Maraş Emiri Nusretüddin Hasan Bey, I. İzzeddin Keykâvus’un 1218’de düzenlediği Haleb seferine de katıldı. Haleb hükümdarı Melikü’z-Zâhir’in ölümü üzerine yerine üç yaşındaki oğlu Melikü’l-Azîz geçirilmişse de asıl iktidar onun atabeyliğine getirilen Şihabeddin Tuğrul’un elindeydi. Ona muhalif bazı komutanlar I. İzzedddin Keykâvus’a başvurarak Haleb’e davet ediyorlardı. Dımaşk Eyyûbî hükümdarı Melikü’l-Eşref ve diğer Eyyûbî melikleri de Haleb’i ele geçirmek istiyorlardı. I. İzzeddin Keykâvus da fırsatı değerlendirmek üzere bu şehir üzerine sefere çıkmaya karar verdi.
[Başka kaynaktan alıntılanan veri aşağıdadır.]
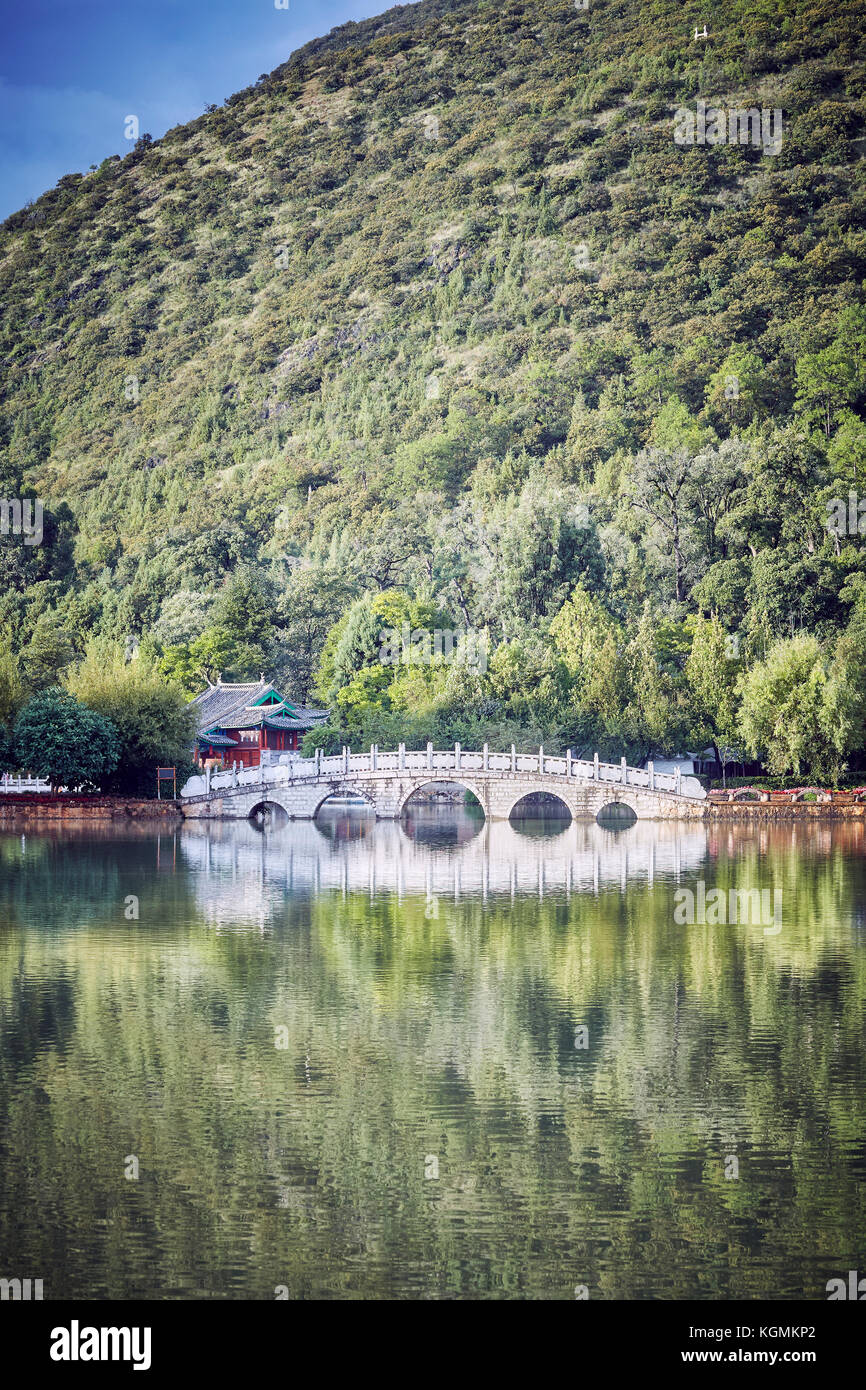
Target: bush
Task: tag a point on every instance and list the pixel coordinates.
(59, 738)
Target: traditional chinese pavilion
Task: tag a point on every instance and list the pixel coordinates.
(249, 723)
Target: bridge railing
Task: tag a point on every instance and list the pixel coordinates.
(445, 761)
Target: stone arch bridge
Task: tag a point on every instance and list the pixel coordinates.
(387, 780)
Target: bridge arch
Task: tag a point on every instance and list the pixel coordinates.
(419, 784)
(267, 812)
(617, 813)
(549, 805)
(363, 792)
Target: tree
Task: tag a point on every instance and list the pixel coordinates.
(711, 672)
(307, 609)
(802, 708)
(47, 653)
(60, 738)
(150, 715)
(659, 488)
(11, 685)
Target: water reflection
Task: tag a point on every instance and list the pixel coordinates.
(295, 1019)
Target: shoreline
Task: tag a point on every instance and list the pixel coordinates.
(53, 809)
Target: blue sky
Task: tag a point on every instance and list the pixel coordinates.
(72, 70)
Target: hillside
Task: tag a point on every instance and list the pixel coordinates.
(441, 312)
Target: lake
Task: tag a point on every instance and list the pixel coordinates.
(434, 1059)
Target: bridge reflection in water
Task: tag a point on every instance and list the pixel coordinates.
(243, 875)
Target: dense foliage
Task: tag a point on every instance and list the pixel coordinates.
(59, 738)
(439, 314)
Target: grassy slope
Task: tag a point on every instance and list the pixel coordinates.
(284, 274)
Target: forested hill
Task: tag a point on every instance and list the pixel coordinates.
(442, 310)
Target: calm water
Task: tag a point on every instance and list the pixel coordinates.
(305, 1026)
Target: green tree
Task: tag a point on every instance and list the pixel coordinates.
(47, 655)
(712, 670)
(152, 716)
(802, 710)
(60, 738)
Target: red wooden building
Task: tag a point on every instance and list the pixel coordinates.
(249, 723)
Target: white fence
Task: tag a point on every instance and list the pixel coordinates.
(452, 761)
(15, 784)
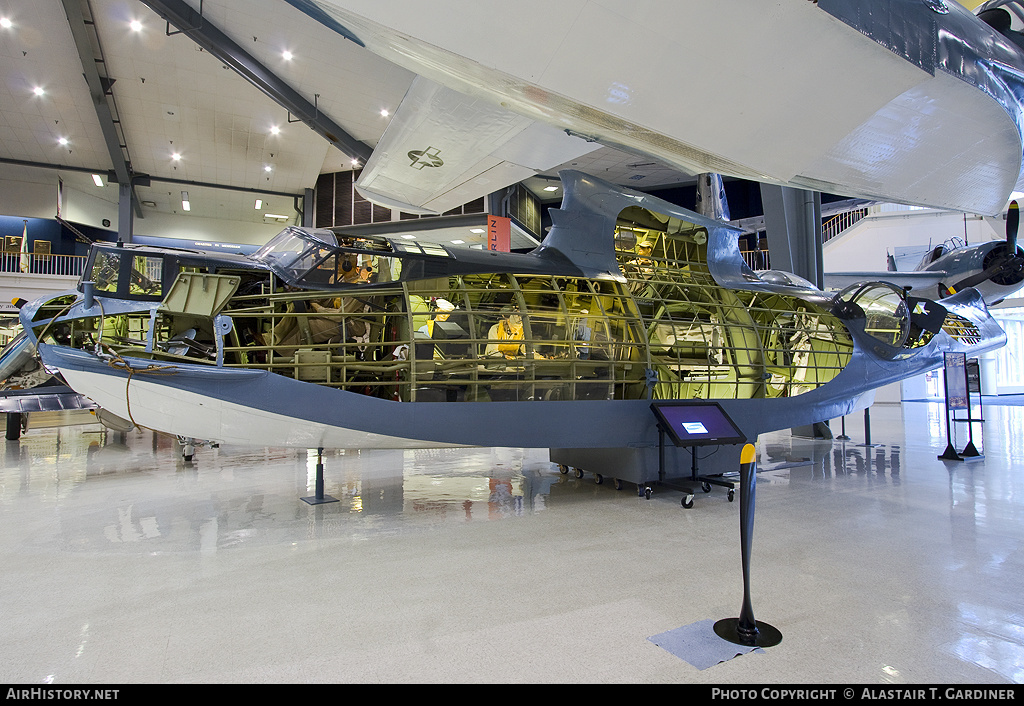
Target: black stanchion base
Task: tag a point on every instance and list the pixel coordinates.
(313, 500)
(767, 636)
(950, 454)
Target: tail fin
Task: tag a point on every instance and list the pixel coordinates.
(711, 197)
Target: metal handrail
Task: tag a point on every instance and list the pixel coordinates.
(840, 222)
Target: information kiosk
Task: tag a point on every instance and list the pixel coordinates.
(692, 423)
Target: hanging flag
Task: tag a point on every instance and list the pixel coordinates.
(26, 262)
(499, 234)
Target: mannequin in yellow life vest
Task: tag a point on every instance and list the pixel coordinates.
(508, 329)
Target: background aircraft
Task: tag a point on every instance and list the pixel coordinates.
(995, 268)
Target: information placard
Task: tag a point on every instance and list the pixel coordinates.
(955, 372)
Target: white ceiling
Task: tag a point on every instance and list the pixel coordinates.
(173, 97)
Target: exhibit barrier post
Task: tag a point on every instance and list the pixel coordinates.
(318, 497)
(744, 629)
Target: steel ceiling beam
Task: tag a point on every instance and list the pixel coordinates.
(99, 90)
(201, 31)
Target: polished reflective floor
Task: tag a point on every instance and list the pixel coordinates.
(879, 565)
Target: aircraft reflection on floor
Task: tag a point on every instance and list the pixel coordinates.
(799, 459)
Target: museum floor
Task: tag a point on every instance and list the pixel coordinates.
(879, 565)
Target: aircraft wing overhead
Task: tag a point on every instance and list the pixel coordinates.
(443, 149)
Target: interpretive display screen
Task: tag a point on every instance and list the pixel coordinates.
(696, 423)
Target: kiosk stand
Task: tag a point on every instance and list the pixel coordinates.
(693, 423)
(744, 629)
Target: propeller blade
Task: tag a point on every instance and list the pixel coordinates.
(1013, 221)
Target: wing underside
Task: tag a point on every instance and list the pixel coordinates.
(443, 149)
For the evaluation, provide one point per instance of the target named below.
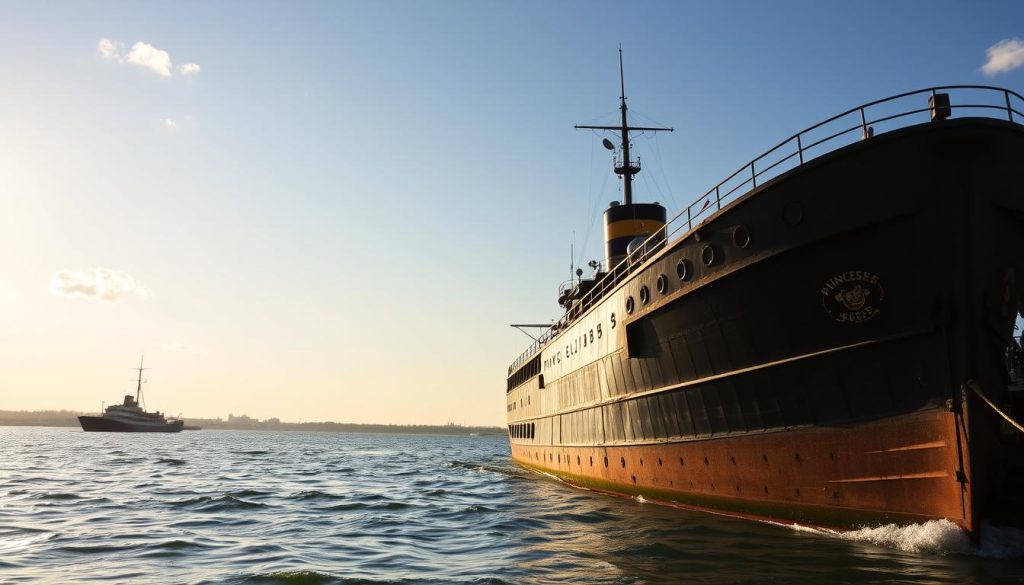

Bu amaçla o, Selahaddin Eyyûbî’nin oğlu Samsat hükümdarı Melik’ül-Efdal ile ittifak yaptı. Halep ve kuzeyindeki şehirler alındığı takdirde ona verilirken, Urfa ve Harran bölgesi de Selçuklulara bırakılacaktı. Böylece Selçuklular Güneydoğu Anadolu bölgesine, el- Cezire’ye doğru yayılırken, Haleb de kendilerine tabi Melikü’l-Efdal’in olacaktı.[1]
I.İzzeddin Keykâvus Haleb seferine çıkmaya karar verince Maraş Emiri Nusretüddin Hasan Bey’e de haber vererek hazırlanmasını istedi. Sultan ona gönderdiği mektupta kendisi o bölgeye gelinceye kadar, bütün maiyetiyle birlikte, eski kuvvetlerine ilave olarak yeni asker temin etmesini, piyade ve süvarileri hazırlamasını, vergileri toplamasını, silah ve mancınıkları hazırlayarak kuşatma aletlerini de temin etmesini istemişti. Ayrıca Sivas ve Malatya valileri ile uç beylerine de haberler gönderilerek bilhassa Suriye seferine okçu ve süvari birliklerinin katılmasını temin etmeleri istendi. Bu arada Yabanlu Ovası’nda toplanan ve alış veriş yapan komutan ve yiğitlere de Elbistan Ovası’nda toplanmaları emredildi.[2] İbn Bibi’nin yazdığına göre bu sırada Maraş’ta önemli ölçüde Selçuklu askeri ve mühimmatı konuşlandırılmıştı. Suriye seferine çıkacak ordunun Elbistan Ovası’nda toplanması ve savaş hazırlıklarını tamamlaması 20 gün sürmüştü. I. İzzeddin Keykâvus da Elbistan’a gelmiş olup, burada savaş meclisleri kurulup eğlenceler düzenleniyordu. Askerleriyle birlikte buraya gelen bütün emirler sultana bağlılıklarını yenilediler. Sultan da onlara fethedeceği toprakların dağıtımını yaptı.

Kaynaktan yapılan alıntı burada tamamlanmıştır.